A final issue worth noting before clinical implementation of DL‐type techniques is what the implications of the delivery of distributable systems would be when magnified to scale. Here basic epidemiological statistics and modeling might help. For a condition with prevalence of 3.3%, and a diagnostic tool with sensitivity 80% and specificity 78%, the likelihood of any test being positive is 23%. For any positive result, the likelihood that it is a true positive is only 11%, with the vast majority of positive calls being false. Thus, blindly following such an artificial intelligence result with a referral to echocardiography would rapidly swamp any system's ability to cope. However, careful use within a population with a high prevalence of the disease would be a different story. For example, use in a murmur clinic, or in conjunction with point of care ultrasound or phonocardiography or biomarkers, could also provide a means of further improving diagnostic performance.
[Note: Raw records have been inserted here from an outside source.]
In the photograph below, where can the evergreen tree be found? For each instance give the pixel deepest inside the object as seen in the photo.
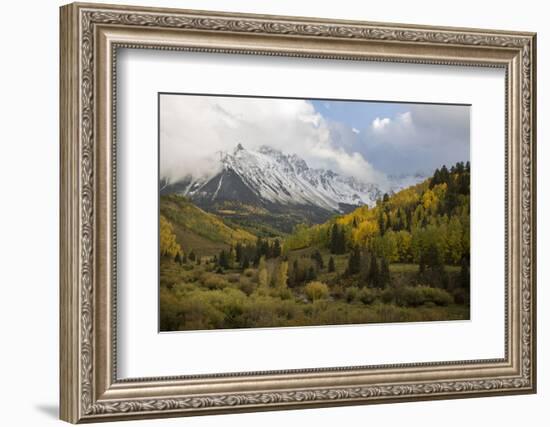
(374, 275)
(223, 260)
(354, 261)
(331, 266)
(276, 251)
(464, 273)
(384, 273)
(318, 258)
(282, 275)
(334, 239)
(311, 274)
(381, 221)
(239, 252)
In conclusion, the study by Kwon et al. provides a noteworthy advance within the ECG field. At the same time, however, excitement about the potential for clinical use of ECG‐based DL algorithms must tempered by the recognition of their limitations, obscuration, and need for further validation, as well as the existence of equally accurate techniques that are possibly more trustworthy, understandable, and ethical.

Disclosures

Dr Schlegel is a principal of Nicollier‐Schlegel SARL, Trélex, Switzerland, a company that performs clinical and research‐related advanced ECG consultancy. The remaining authors have no disclosures to report.

J Am Heart Assoc. 2020;9:e016193 DOI: 10.1161/JAHA.120.016193.

The opinions expressed in this article are not necessarily those of the editors or of the American Heart Association.